Disclaimer: The information presented does not constitute financial, investment, business or other advice and is the opinion of the writer only.
- UNI dropped to the 50% Fib support level after BTC broke through $23.86K.
- UNI saw widespread hoarding.
In addition to macroeconomic headwinds, Uniswap (UNI) looks ready for expansion and appreciation. Overall, UNI has gained 50% since January. However, it faced a 10% correction after BTC’s strong price rejection at $25,000.
To read Uniswap (UNI) price forecast 2023-24
BTC has seen fluctuations in recent days due to general market uncertainty. However, the Personal Consumption Expenditure (PCE), scheduled to be released on Friday, February 24th, may suggest whether the March FOMC meeting will be dovish or hawkish. As such, the release could provide possible price direction.
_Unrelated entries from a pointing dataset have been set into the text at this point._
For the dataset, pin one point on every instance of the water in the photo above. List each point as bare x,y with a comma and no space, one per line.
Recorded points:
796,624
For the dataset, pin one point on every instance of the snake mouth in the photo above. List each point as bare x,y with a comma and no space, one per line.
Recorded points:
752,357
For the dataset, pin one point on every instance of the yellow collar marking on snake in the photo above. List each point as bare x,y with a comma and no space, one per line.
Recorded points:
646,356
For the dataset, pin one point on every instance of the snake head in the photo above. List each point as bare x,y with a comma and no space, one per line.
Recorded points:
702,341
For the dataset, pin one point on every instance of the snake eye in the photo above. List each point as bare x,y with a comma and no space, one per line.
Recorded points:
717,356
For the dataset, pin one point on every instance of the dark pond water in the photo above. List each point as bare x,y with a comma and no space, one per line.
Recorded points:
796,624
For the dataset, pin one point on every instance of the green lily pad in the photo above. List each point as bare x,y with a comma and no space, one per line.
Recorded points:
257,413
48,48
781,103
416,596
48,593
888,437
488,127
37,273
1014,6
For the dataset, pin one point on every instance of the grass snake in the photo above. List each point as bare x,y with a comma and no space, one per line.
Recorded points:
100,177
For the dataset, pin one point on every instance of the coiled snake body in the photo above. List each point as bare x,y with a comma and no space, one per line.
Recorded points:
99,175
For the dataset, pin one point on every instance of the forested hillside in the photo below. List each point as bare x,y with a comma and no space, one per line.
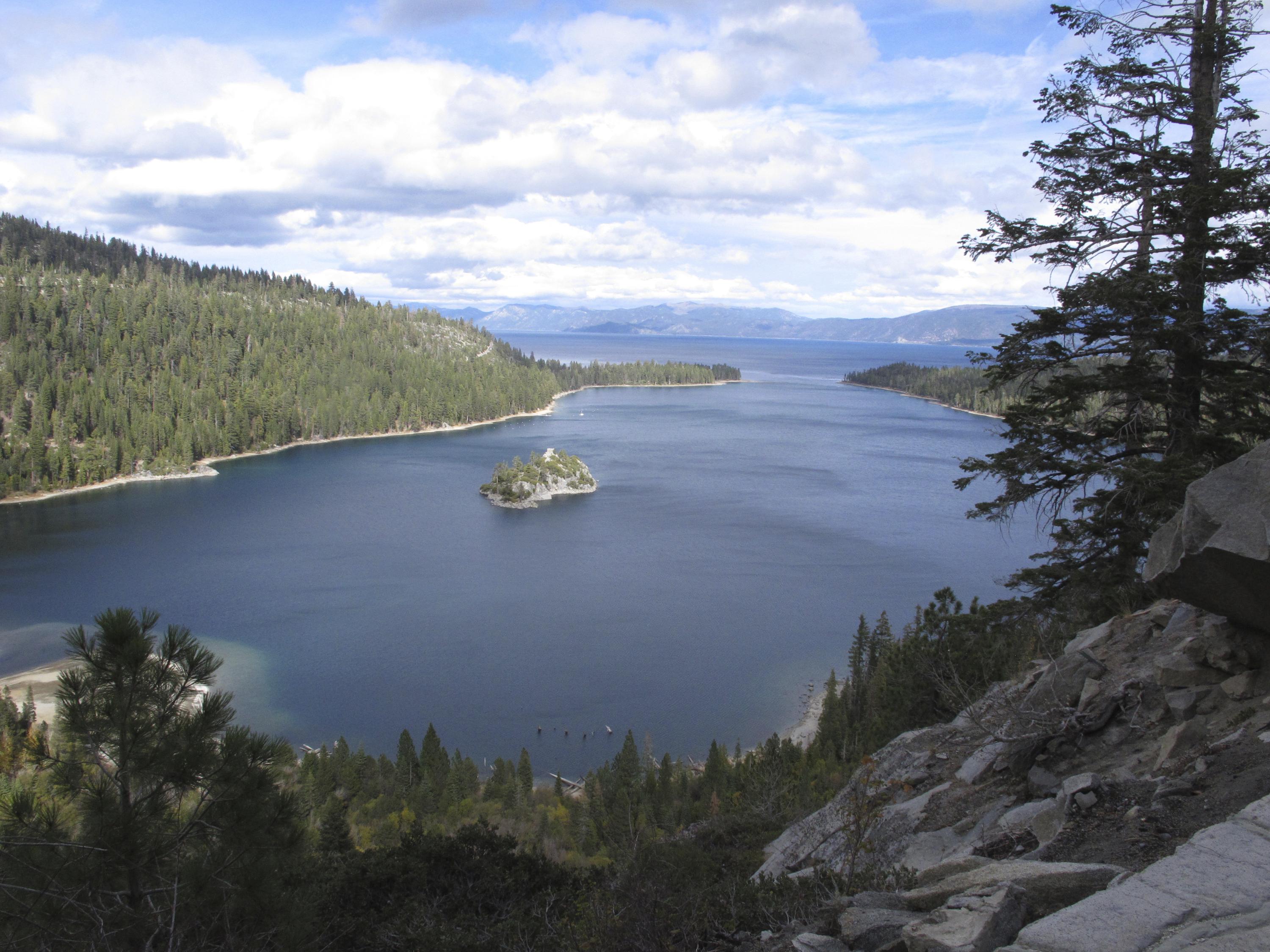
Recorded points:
216,838
115,360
Can the 50% Fib support level hold?
The sharp drop from the ascending (white) channel was controlled by $6,234. This allowed the bulls to launch an 18% rally before another correction took them out of the market.
At press time, the 50% Fib support level of $6,859 briefly held back the decline. If the support level continues to hold and BTC rises to $25,000, the longer-term bulls could hit the Fib levels of 61.8% ($7,039) or 78.6% ($7,295).
Alternatively, bears can make moves if the 50% Fib level is breached, BTC dips below $23.5K and the drop is confirmed. Bears can benefit from short selling opportunities at Fib levels of 38.2% ($6,680) or 23.6% ($6,457).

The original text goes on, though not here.